En nog steeds is de overheid bezig met reorganiseren. Ik zou het de wet van het veranderen willen noemen. Telkens bedenkt iemand een reden om iets te veranderen. Is het geen innovatie in welke zin dan ook dan is het wel bezuinigen. Als ergens iets wordt geroepen, bijvoorbeeld: 4 man op een tankautospuit, zijn er direct managers als de kippen bij om dat te gaan proberen zonder dat daar een sluitende onderbouwing bij is. Want het is goedkoper en dan heeft die manager in ieder geval al iets gedaan. En omdat mensen op dat niveau dat roepen wordt er door de overheid min of meer klakkeloos van uit gegaan dat het wel zal kloppen. Waarom is het gek als een manager of brandweercommandant zegt: "We reorganiseren niet. Ik heb de organisatie op orde, we doen alleen de normale innovaties en dit is de prijs die het kost "? Hoever moet overheidsbemoeienis eigenlijk gaan? Ergens zijn we doorgeschoten. Maar waar? Bij de komst van die blusemmertjes? Volgens mij, ook als ik mijnheer Helsloot goed begrijp, op het moment dat er werd geroepen dat de brandweer uit het locale bestuur gehaald moest worden. Mijnheer Helsloot heeft het over
Community Response Teams zoals die in Amerika gebruikelijk zijn. Teams die op locaal niveau opereren. Dat is ongeveer zoals de brandweer pakweg 15 jaar geleden nog was georganiseerd. Dus: Terwijl de overheid nog druk bezig is alles te centraliseren omdat dat beter en goedkoper is, roept een hoogleraar dat er meer locaal gebeuren moet omdat dat beter is.

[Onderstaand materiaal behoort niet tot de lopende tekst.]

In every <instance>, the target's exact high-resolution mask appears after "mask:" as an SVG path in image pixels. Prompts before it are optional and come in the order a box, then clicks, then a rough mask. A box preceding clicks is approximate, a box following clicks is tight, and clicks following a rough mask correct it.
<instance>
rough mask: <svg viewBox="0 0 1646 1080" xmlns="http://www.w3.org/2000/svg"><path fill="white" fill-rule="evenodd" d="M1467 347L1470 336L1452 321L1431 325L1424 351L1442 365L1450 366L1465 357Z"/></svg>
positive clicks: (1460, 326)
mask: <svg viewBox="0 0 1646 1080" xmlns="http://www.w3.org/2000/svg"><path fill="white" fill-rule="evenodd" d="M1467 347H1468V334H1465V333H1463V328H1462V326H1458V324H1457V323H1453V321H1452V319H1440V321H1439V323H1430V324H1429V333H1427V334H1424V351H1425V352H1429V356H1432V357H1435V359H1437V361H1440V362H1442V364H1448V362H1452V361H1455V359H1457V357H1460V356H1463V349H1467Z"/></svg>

Innoveren en reorganiseren kost geld, en bezuinigen levert ergenis op. Wat is de ideale mix tussen optimale veiligheid en beste prijs? Ik zou mijnheer Helsloot willen vragen zich eens bezig te houden met het volgende vraagstuk: Hoe kunnen we op het moment dat het economisch goed gaat in ons land, er voor zorgen dat we de boel niet overdimensioneren. Zodat we niet steeds, als het economisch slecht gaat, onder valse voorwenselen hoeven te reorganiseren en met een gerust hart kunnen zeggen: daar hoeven we niets aan te doen, want dat is gewoon goed. Scheelt een hoop ergernis en een hoop rapporten van prominente mensen en dure onderzoekbureaus die daar weer een hoop geld voor moeten hebben. De uitkomst van een dergelijk onderzoek zou dan misschien ook goed in andere organisaties, bijvoorbeeld de zorg, gebruikt kunnen worden. En dat van die overheidsverantwoordelijkheid? Denk daar nog eens aan als u in het brandweermuseum zo'n blusemmertje ziet hangen, of liggen.